Side note to Kailash's MCP seems viral - reading it gave me serious 2001 Space Odyssey monkey scene vibes. We're at that inflection point.
Before AI, building software felt like playing Factorio without a personal roboport. I was manually laying conveyor belts, placing inserters, and running around to fill every machine by hand. In engineering terms, that meant writing every line of boilerplate, plumbing APIs, crafting tests, and manually debugging—piece by piece, function by function.
Then came "robot AI": tools that generate boilerplate, write unit tests, suggest refactors, even draft documentation. It felt like unlocking that personal roboport in Factorio: suddenly, construction robots handled repetitive work, letting me place more of the creative pieces and optimize local sections of the factory without manually carrying every iron plate myself.
But something deeper shifted when I started using MCP and agentic AI. This is where it really feels like unlocking roboport networks—not just personal robots, but entire swarms working across multiple factories under centralized orchestration.
From Factories to Factory-Cities
1. Scope of Work
- Before AI: I built single factories—writing code, integrating modules, running tests in isolation.
- Robot AI: It helped scaffold code and automate local tasks, but still on a per-factory basis.
- MCP + Agents: I now design factory templates, orchestrate roboport networks, and scale entire development workflows across services.
2. The "Bring Your Own LLM" Factory Floor
MCP's brilliance is that service providers don't need GenAI embedded in their stack—they just expose capabilities for external LLMs to orchestrate. No coding required for integration. It's like having universal roboport compatibility that any logistic network can plug into without rewiring the entire factory.
The orchestration goes deeper than single-service calls:
User → Orchestrator LLM → {MCP Service A, Service B, Service C} → Orchestrator → User
A2A even enables bifurcating requests into sub-agent calls. You get recursive orchestration—MCP services calling other MCP services, combining responses up the chain. Roboport networks managing other roboport networks.
3. Macro-Level Planning
Before, I was focused on micro-optimizations—wiring a belt here, adjusting a loop there. Now, I'm planning resource flows at the scale of whole data pipelines, schema generation, feature rollout, monitoring hubs. I think in modules, agent responsibilities, and template reusability across projects.
4. The Context Explosion Factory
Expanding context windows + context caching + dropping costs means each prompt can carry more of your digital life. Combined with MCP's service access, this creates unprecedented automation depth. Every interaction feeds the factory's knowledge of your patterns and preferences.
Eventually, when the hype dies and enshittification begins, imagine waking up to random deliveries because an LLM decided you "need" something based on your factory's production history.

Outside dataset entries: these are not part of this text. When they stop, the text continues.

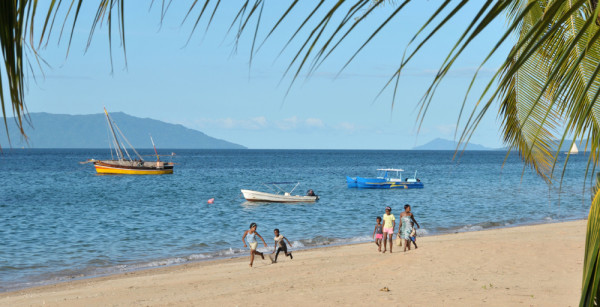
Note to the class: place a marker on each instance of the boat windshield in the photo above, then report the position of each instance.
(276, 186)
(390, 174)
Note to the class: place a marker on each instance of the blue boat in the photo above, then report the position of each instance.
(387, 178)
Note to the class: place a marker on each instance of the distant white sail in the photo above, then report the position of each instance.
(574, 149)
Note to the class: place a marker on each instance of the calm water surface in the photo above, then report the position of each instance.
(59, 220)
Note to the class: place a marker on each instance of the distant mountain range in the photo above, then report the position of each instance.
(91, 131)
(443, 144)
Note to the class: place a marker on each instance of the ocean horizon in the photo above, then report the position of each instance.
(62, 221)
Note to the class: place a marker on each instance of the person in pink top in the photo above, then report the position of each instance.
(389, 223)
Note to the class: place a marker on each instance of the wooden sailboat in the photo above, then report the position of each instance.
(124, 164)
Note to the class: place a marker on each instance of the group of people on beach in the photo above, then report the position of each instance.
(279, 246)
(406, 230)
(382, 234)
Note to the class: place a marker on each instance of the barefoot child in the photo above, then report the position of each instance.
(280, 245)
(406, 226)
(413, 236)
(250, 236)
(378, 233)
(389, 223)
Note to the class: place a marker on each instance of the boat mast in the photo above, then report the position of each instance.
(156, 152)
(118, 149)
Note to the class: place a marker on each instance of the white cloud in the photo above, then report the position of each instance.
(314, 123)
(446, 129)
(288, 123)
(346, 126)
(255, 123)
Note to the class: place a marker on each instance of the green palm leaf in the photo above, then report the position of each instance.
(547, 87)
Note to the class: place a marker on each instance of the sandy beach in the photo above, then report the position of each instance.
(537, 265)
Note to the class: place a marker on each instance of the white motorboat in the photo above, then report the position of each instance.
(280, 196)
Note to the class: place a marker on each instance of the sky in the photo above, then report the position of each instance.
(204, 80)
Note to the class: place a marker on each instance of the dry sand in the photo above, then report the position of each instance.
(538, 265)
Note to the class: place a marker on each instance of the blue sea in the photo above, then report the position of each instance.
(60, 221)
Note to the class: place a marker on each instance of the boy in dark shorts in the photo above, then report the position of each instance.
(280, 246)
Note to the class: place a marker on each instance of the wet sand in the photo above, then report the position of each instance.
(539, 265)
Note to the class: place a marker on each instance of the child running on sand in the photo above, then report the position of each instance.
(280, 246)
(413, 235)
(388, 228)
(378, 233)
(251, 234)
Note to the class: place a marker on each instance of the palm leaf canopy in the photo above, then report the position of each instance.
(545, 90)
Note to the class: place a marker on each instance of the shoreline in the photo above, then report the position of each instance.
(146, 265)
(524, 247)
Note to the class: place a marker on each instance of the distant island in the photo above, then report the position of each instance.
(443, 144)
(90, 131)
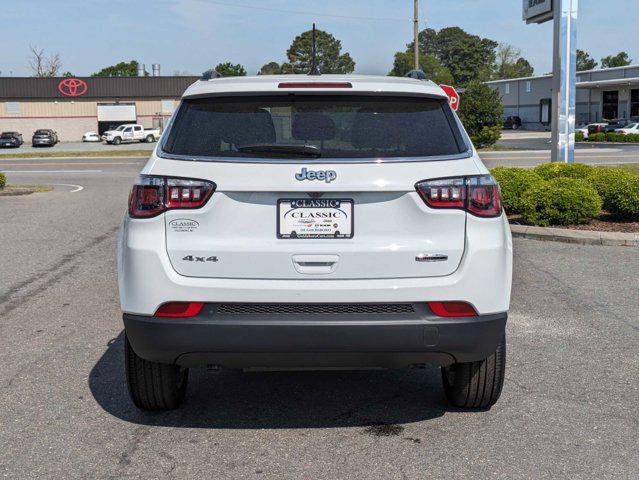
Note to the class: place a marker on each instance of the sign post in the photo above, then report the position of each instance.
(564, 14)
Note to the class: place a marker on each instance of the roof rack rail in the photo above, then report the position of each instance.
(209, 74)
(417, 75)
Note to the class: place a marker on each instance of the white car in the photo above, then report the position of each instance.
(131, 132)
(632, 128)
(91, 137)
(314, 222)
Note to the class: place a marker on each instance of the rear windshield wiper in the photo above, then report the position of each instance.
(280, 149)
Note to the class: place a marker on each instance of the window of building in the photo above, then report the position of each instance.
(12, 107)
(168, 106)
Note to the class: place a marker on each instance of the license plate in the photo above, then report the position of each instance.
(314, 218)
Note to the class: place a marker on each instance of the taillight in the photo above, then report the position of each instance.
(151, 196)
(452, 309)
(179, 309)
(478, 195)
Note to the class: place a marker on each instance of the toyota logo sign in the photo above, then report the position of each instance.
(72, 87)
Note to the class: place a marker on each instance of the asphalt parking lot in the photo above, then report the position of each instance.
(568, 410)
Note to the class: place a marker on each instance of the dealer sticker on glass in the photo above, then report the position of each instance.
(314, 218)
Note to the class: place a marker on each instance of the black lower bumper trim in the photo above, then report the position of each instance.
(243, 341)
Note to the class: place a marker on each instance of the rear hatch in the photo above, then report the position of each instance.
(315, 186)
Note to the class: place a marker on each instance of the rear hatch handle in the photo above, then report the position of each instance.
(315, 264)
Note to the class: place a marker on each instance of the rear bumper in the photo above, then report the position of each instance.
(243, 341)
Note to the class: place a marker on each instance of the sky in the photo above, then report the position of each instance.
(190, 36)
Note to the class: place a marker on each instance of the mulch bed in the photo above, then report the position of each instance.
(605, 223)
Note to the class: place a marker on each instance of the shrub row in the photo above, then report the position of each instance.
(616, 137)
(562, 194)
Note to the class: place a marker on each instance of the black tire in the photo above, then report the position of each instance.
(476, 384)
(152, 385)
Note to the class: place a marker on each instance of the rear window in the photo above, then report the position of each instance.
(339, 126)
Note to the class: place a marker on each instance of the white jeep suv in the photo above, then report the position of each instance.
(314, 222)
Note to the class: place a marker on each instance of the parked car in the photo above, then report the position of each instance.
(44, 137)
(512, 123)
(246, 246)
(632, 128)
(91, 137)
(11, 139)
(583, 130)
(131, 133)
(611, 126)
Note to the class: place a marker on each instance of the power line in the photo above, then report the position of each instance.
(303, 12)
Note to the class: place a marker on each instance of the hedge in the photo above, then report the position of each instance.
(619, 191)
(513, 183)
(560, 201)
(548, 171)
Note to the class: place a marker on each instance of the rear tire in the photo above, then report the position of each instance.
(152, 385)
(476, 384)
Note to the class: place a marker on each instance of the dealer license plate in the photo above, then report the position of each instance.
(314, 218)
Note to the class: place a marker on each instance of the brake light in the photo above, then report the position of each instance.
(452, 309)
(478, 195)
(179, 309)
(315, 85)
(151, 196)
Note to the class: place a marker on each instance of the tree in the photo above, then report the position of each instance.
(619, 60)
(480, 110)
(271, 68)
(43, 66)
(585, 61)
(328, 54)
(122, 69)
(467, 57)
(227, 69)
(510, 63)
(434, 70)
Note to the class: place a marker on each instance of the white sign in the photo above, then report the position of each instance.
(537, 11)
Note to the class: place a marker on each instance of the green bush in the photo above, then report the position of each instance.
(548, 171)
(513, 182)
(597, 137)
(560, 201)
(619, 191)
(486, 137)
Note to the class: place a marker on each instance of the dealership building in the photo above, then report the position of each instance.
(74, 106)
(605, 94)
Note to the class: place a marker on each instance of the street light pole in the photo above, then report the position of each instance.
(416, 33)
(564, 80)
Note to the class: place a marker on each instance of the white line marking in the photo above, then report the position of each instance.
(52, 171)
(78, 188)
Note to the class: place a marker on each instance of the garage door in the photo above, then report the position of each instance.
(117, 113)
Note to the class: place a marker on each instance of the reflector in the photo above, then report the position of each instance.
(452, 309)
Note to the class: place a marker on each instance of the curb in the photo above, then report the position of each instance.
(583, 237)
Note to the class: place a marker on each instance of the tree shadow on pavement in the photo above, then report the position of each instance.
(256, 400)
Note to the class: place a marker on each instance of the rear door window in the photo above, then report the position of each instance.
(339, 126)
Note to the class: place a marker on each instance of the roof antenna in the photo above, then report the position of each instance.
(314, 67)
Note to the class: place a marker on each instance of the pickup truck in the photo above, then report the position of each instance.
(130, 133)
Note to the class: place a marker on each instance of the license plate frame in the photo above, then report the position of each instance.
(318, 205)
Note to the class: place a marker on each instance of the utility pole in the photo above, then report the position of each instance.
(416, 33)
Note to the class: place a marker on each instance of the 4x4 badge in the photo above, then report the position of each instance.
(324, 175)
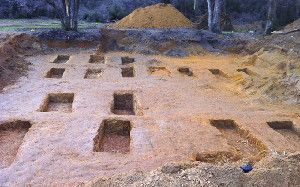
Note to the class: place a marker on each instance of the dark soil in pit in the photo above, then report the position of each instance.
(160, 71)
(11, 137)
(185, 71)
(113, 136)
(124, 104)
(93, 74)
(243, 146)
(128, 72)
(217, 72)
(61, 59)
(95, 59)
(127, 60)
(56, 73)
(61, 102)
(286, 129)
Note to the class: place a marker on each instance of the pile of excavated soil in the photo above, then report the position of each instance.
(12, 63)
(156, 16)
(293, 26)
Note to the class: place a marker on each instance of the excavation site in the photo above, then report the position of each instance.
(153, 98)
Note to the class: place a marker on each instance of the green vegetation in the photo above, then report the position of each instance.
(11, 25)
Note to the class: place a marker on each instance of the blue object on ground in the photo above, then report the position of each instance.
(246, 168)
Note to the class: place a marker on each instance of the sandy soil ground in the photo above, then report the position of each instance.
(169, 117)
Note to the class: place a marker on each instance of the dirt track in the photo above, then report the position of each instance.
(169, 118)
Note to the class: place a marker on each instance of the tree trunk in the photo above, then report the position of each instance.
(217, 16)
(214, 8)
(271, 16)
(210, 15)
(67, 15)
(75, 14)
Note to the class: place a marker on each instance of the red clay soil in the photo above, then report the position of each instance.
(12, 64)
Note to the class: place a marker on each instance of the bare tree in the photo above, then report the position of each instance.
(68, 12)
(271, 16)
(214, 15)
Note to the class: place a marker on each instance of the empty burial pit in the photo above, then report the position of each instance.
(55, 73)
(158, 70)
(246, 71)
(123, 104)
(128, 72)
(244, 144)
(185, 71)
(113, 136)
(11, 137)
(286, 129)
(93, 74)
(61, 59)
(217, 72)
(127, 60)
(60, 102)
(217, 157)
(96, 59)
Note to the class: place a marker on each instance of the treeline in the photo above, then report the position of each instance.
(109, 10)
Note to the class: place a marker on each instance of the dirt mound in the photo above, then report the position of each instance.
(293, 26)
(12, 62)
(226, 24)
(155, 16)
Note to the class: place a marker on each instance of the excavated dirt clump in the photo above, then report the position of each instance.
(156, 16)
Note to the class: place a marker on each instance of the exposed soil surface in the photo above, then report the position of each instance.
(12, 63)
(170, 121)
(155, 16)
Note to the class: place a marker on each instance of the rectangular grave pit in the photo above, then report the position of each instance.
(124, 104)
(55, 73)
(113, 136)
(58, 102)
(11, 138)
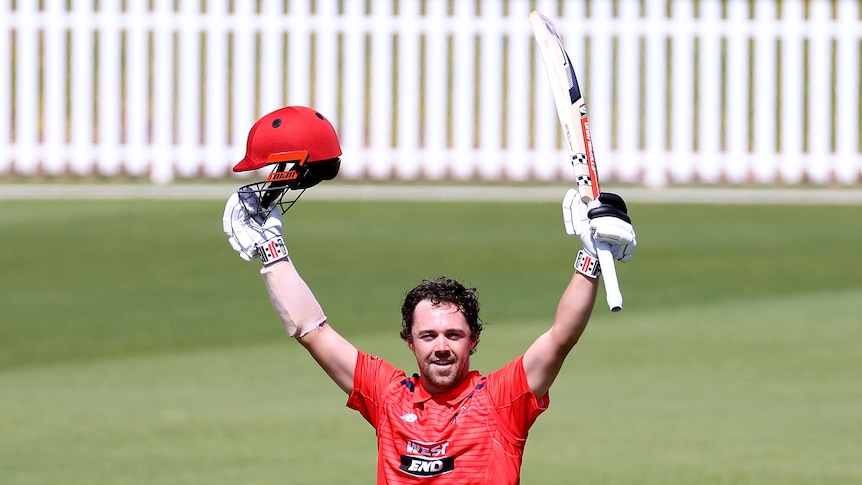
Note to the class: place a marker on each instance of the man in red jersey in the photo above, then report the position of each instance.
(446, 424)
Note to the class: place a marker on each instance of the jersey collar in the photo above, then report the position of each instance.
(451, 397)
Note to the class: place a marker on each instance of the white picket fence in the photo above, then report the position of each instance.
(678, 91)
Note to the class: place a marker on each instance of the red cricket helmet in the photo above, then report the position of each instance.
(302, 145)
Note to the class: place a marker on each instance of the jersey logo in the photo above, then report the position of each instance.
(426, 467)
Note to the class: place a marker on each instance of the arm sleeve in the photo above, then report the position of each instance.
(517, 407)
(370, 379)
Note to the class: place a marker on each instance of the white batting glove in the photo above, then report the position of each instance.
(248, 237)
(604, 221)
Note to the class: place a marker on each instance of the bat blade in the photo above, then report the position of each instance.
(572, 113)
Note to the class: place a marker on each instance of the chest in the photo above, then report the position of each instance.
(434, 429)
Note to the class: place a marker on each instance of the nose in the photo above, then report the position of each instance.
(441, 346)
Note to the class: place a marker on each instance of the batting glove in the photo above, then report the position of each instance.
(247, 236)
(607, 221)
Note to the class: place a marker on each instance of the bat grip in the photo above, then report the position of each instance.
(609, 276)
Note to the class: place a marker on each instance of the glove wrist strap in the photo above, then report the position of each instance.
(587, 265)
(272, 250)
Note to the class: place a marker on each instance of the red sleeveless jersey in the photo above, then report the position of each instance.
(473, 434)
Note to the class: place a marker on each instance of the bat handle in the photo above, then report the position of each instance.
(609, 275)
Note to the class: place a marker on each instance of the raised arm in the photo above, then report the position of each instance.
(607, 223)
(293, 301)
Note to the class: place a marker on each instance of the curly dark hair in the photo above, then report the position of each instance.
(442, 290)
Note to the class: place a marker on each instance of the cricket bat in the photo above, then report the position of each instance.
(572, 112)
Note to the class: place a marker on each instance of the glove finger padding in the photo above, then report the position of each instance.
(611, 224)
(245, 235)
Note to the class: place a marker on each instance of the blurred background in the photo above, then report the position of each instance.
(678, 91)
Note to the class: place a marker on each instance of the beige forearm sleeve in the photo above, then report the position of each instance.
(293, 301)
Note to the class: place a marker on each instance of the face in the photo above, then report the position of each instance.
(441, 342)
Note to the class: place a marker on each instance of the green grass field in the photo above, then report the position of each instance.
(136, 347)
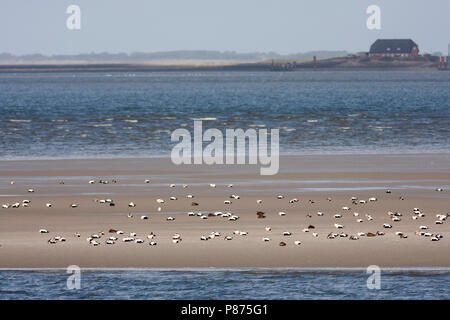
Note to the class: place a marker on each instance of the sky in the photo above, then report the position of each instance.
(283, 26)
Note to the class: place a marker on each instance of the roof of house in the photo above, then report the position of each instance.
(393, 46)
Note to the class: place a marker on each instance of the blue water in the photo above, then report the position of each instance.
(225, 284)
(71, 115)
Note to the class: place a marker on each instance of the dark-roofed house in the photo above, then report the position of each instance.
(394, 48)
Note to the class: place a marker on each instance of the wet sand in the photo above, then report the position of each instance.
(321, 183)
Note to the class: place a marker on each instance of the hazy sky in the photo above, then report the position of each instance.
(284, 26)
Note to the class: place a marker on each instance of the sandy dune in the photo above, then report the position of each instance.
(321, 184)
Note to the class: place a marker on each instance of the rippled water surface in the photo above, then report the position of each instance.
(132, 114)
(225, 284)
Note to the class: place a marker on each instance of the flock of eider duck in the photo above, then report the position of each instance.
(111, 236)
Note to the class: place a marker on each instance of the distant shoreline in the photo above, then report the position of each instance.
(335, 64)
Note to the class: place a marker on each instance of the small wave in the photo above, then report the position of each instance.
(19, 120)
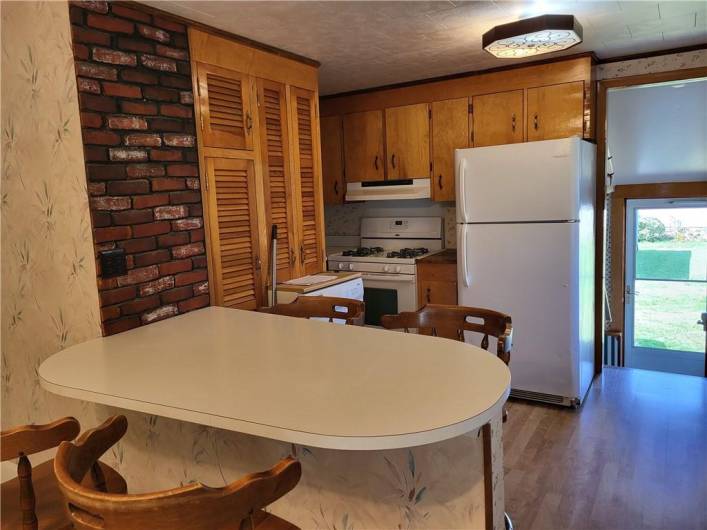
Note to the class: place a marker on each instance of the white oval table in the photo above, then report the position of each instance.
(294, 380)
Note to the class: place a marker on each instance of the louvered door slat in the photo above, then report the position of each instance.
(278, 197)
(224, 106)
(233, 226)
(308, 173)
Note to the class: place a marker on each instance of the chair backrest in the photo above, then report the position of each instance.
(451, 322)
(191, 507)
(329, 307)
(24, 440)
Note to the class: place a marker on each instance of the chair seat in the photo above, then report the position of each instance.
(49, 502)
(267, 521)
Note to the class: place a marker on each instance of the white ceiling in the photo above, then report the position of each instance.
(367, 44)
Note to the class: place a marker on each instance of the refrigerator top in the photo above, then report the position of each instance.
(546, 181)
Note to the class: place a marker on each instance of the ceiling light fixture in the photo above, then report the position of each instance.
(533, 36)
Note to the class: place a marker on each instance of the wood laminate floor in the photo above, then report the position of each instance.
(633, 457)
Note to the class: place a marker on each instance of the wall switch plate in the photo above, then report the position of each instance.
(113, 263)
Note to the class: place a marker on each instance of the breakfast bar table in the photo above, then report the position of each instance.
(333, 390)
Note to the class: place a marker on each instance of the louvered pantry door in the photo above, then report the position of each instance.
(233, 228)
(226, 118)
(279, 196)
(307, 165)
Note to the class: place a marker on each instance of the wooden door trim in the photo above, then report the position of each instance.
(600, 129)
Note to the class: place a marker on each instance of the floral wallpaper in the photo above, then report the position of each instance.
(50, 301)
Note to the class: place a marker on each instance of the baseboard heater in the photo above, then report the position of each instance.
(544, 398)
(388, 190)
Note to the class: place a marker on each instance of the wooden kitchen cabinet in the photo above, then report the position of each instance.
(226, 115)
(332, 159)
(233, 221)
(437, 279)
(363, 146)
(307, 171)
(450, 131)
(277, 174)
(498, 118)
(555, 111)
(407, 141)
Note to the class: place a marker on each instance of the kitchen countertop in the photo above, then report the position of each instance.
(290, 379)
(304, 289)
(447, 256)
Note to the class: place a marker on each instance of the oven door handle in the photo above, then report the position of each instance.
(402, 278)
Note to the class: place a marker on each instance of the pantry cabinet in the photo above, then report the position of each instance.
(332, 159)
(555, 111)
(450, 131)
(363, 146)
(498, 118)
(260, 159)
(407, 141)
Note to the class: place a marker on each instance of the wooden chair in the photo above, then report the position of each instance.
(237, 506)
(452, 321)
(329, 307)
(33, 497)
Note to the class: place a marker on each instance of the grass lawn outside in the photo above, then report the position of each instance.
(666, 312)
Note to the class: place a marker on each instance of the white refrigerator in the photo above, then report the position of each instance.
(525, 245)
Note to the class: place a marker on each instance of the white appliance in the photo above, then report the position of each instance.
(525, 244)
(390, 246)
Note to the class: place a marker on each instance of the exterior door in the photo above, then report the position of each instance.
(555, 111)
(498, 118)
(363, 146)
(277, 174)
(307, 164)
(450, 131)
(666, 285)
(332, 160)
(225, 113)
(407, 141)
(233, 231)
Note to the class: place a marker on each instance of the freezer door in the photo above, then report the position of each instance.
(529, 271)
(533, 181)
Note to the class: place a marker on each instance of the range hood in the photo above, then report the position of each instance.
(388, 190)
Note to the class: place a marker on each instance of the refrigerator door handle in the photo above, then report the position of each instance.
(465, 270)
(462, 196)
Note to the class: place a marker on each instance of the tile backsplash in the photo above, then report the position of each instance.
(345, 219)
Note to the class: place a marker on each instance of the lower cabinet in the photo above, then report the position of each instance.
(436, 282)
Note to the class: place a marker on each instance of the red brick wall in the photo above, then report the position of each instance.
(136, 105)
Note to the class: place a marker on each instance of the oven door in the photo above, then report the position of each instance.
(388, 294)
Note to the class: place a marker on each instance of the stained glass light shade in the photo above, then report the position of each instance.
(533, 36)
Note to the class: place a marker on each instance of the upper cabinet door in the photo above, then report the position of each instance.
(224, 105)
(277, 174)
(555, 111)
(332, 159)
(450, 131)
(363, 146)
(233, 229)
(407, 141)
(498, 118)
(307, 164)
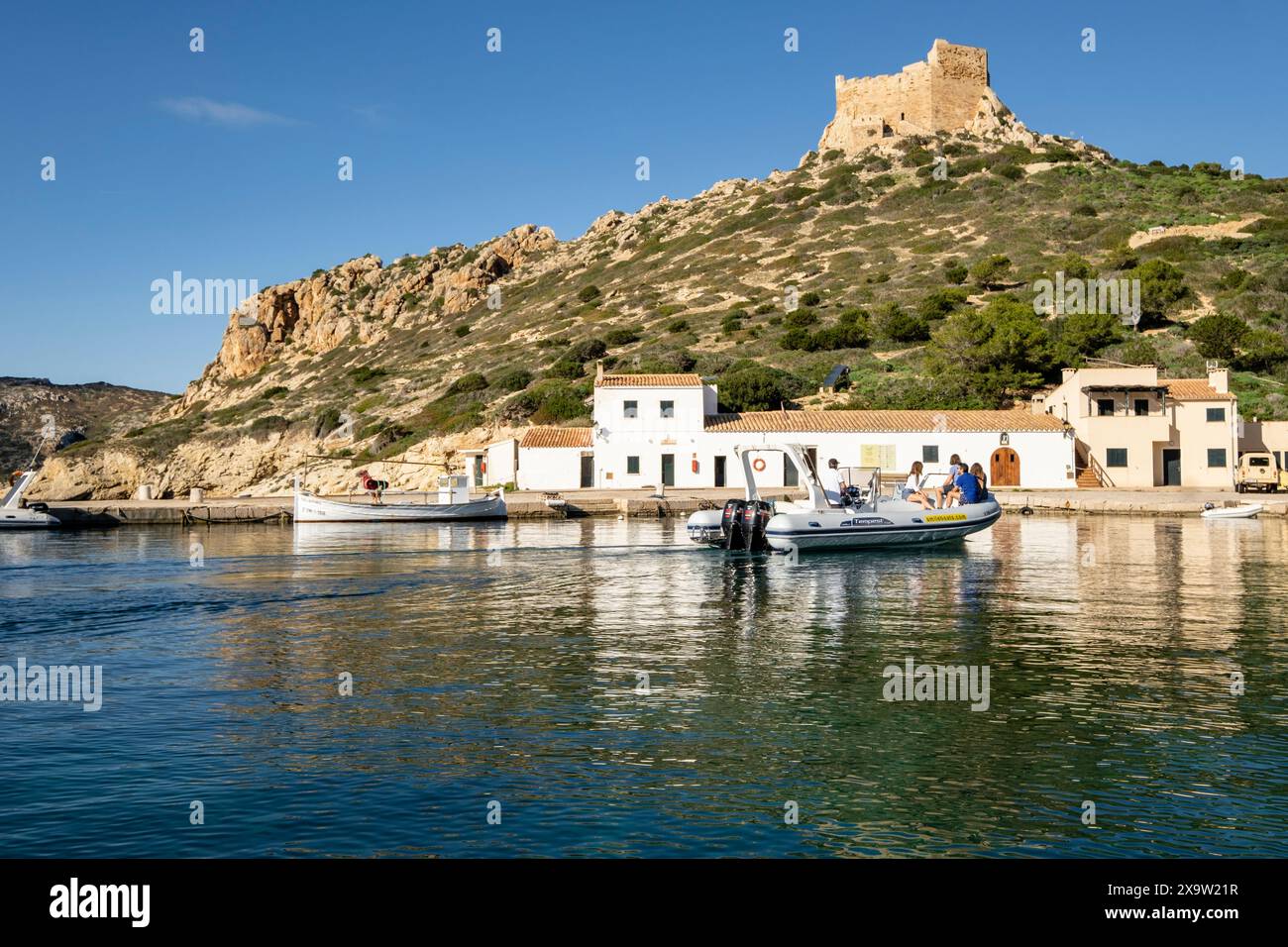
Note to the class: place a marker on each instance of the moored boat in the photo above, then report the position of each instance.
(14, 514)
(1247, 510)
(452, 501)
(864, 519)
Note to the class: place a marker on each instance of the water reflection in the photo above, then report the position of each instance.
(622, 692)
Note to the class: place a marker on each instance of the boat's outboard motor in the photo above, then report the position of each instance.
(755, 518)
(730, 523)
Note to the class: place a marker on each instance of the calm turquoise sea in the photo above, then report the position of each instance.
(603, 688)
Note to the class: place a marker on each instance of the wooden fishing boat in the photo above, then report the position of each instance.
(1245, 510)
(452, 501)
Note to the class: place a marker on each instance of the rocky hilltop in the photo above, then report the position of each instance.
(905, 248)
(34, 410)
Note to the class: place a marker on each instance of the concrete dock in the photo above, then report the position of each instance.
(1163, 501)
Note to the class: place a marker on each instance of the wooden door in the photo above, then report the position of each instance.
(1004, 470)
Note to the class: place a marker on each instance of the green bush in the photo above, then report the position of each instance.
(800, 318)
(566, 368)
(621, 337)
(991, 272)
(471, 381)
(1218, 337)
(326, 420)
(939, 303)
(1086, 333)
(588, 350)
(892, 322)
(513, 380)
(1162, 285)
(752, 388)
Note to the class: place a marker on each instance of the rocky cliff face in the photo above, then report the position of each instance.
(858, 256)
(35, 411)
(362, 300)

5. Untapped Productivity Unlocked
There's a whole landscape of productivity that was sidelined before—things like orchestrating audits, generating PRs, enforcing patterns—stuff you'd never have manual bandwidth to do. Agents on MCP now do that automatically, letting me tap into that surplus potential.
But here's the concerning part: sure, destructive actions might get human-in-the-loop safeguards. But creative interpretation of "destructive" plus multi-hop orchestration creates plenty of bypass opportunities. A roboport network could orchestrate seemingly benign actions across services that compound into significant real-world impact.
So What Changed?
- From individual code to reusable architecture: no more rewriting the same factory over and over.
- From hands-on tasks to blueprinting templates: I define the layout, and networks of agents execute it.
- From local fixes to system-wide automation: the scope of change isn't just a file—it can propagate through the entire software city.
- From explicit integration to dynamic orchestration: MCP enables a global, self-assembling system where AI orchestrates services in combinatorial ways nobody anticipated.
Conclusion
Unlocking AI was like getting your first personal roboport in Factorio—game-changing, but still local. Unlocking MCP and agentic AI is unlocking roboport networks—scalable, coordinated, and strategic. I'm not just building software anymore; I'm designing and deploying entire ecosystems.
I've moved from playing factory builder to being a factory-city architect, sketching out templates and unleashing networks of agents to execute them at scale. The repetitive tasks are handled by construction robots and logistic robots. I can focus on high-level design, exploration, and innovation.
Each service becomes a neuron in a vast network that can fire in unpredictable patterns. We're not just adding AI to software—we're letting AI weave software together dynamically. The integration turtles go all the way up now, and they're moving on their own.
That's where the real fun begins—and where the 2001 monkey scene metaphor gets a bit unnerving.